Greater flood risks in response to decreasing tropical cyclone translation speed over the coast of China

Abstract

Torrential rains induced by tropical cyclones (TCs) are a major trigger of flood hazards in many coastal regions of the world. Devastating TCs causing unprecedented floods in recent years were usually characterized by low translation speeds. For example, Hurricane Harvey in 2017 lingered over Texas for 4 days, leading to the unprecedented flood and enormous socio-economic losses. The total amount of rainfall associated with TCs over a given region is proportional to rainfall intensity and the inverse of TC translation speed. Although the contributions of increase in rainfall intensity to higher total rainfall amounts have been extensively examined, observational evidence on impacts of the long-term slowdown of TCs on local total rainfall amounts is limited. This study, based on observations and Global Climate Models, found a significant decreasing trend in TCs translation speed (11% in observations and 10% in simulations, respectively) during 1961-2017 over the coast of China. The analyses of long-term observations showed a significant increase in the 90th percentile of TC-induced local rainfall totals and significant negative correlations between TC translation speeds and local rainfall totals over the study period. This study also showed that TCs with lower translation speed and higher rainfall totals occurred more frequently in recent years in the Pearl River Delta in southern China.

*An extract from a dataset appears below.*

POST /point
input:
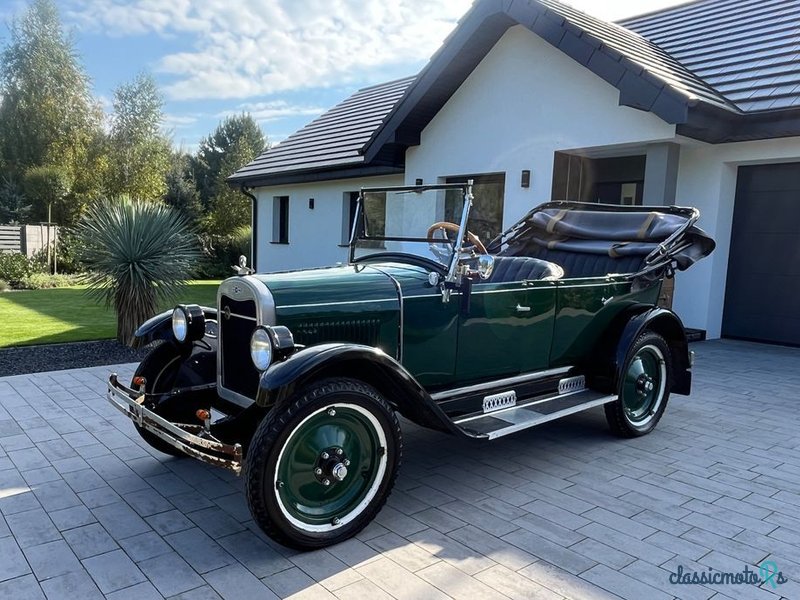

That is, 10 out of 14 recorded TCs with translation speed ≤ 15 km/h and rainfall intensity ≥ 30 mm/d occurred after 1990, and 3 of them produced rainfall totals of more than 200 mm in the Pearl River Delta. The probability analysis indicated that slow-moving TCs (translation speed ≤ 15 km/h) are more likely to generate higher total rainfall amounts than fast-moving TCs (translation speed ≥ 25 km/h). On average, the local rainfall total of slow-moving TCs is 99.1 mm, which is 20% higher than that of the fast-moving TCs (i.e., 80.5 mm). This study provided observational evidence that the slowdown of TCs tends to elevate local rainfall totals and thus impose greater flood risks at the regional scale.